If you are new to the blog, click HERE to start at the beginning of the story.


The biggest benefit of debt settlement is the feeling of control. For the the first time in 3 years, I feel like the captain of my ship.
In an earlier post, I mentioned the concept of passing the threshold of caring. You convince yourself its okay to spend more money by saying, “I am already $100,000 in debt. What’s another $1200?”
As of my phone call to CRN on July 2nd 2009, I went back into the THRESHOLD OF CARING!
This was a HUGE step in my personal recovery from debt. I immediately felt better. This is an important point and a big part of why debt settlement can be successful.

  • Even before I removed a penny of debt, I felt like a new person.

  • I had taken back control of my life

Debt had been running my life, or should I say RUINING my life. Now that was going to stop. I had committed to change. I had talked about my problem with someone, WHO I TRUSTED, and that person knew how to help me.


The minute I started caring, I stopped spending. Instead of ignoring my debt, I was focusing on eliminating it. I could envision a life of being debt-free. I could see the path to freedom.

Debt settlement was my slingshot to kill this Goliath.

David and Goliath: 13th century Jewish illustr...
Image via Wikipedia

Up until that point, I was in a tailspin and couldn’t see a way out. Now I could see a clear path to recovery. Because the program made sense, I was able to fully engage and get excited about it.  Based on my situation, using the DIY debt settlement program with CRN, the dragon would be slayed within 12 months (or less)….and I could see it.

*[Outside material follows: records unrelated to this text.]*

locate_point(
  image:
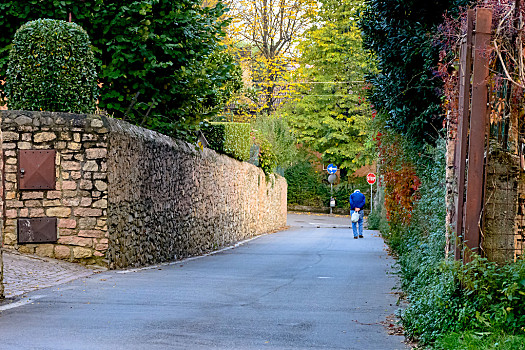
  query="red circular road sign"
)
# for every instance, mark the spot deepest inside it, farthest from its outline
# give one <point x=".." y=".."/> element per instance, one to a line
<point x="371" y="178"/>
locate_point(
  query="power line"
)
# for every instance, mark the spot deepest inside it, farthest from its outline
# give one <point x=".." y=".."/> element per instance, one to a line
<point x="310" y="82"/>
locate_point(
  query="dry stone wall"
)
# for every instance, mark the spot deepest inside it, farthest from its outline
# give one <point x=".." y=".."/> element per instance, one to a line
<point x="126" y="196"/>
<point x="169" y="200"/>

Debt settlement isn’t for everyone. Among other factors, you have to be willing to face your problems head on; you must get honest with yourself; and you must be tenacious.

The benefit of debt settlement goes far beyond getting out of debt. It is really about taking control of your financial life. Once you decide to take control you will IMMEDIATELY feel better. Trust me.

After committing, I asked myself:

“If I feel this great by committing to this program, what will I feel like when I actually settle my debt?”

Freedom was in my future and that future was NOW!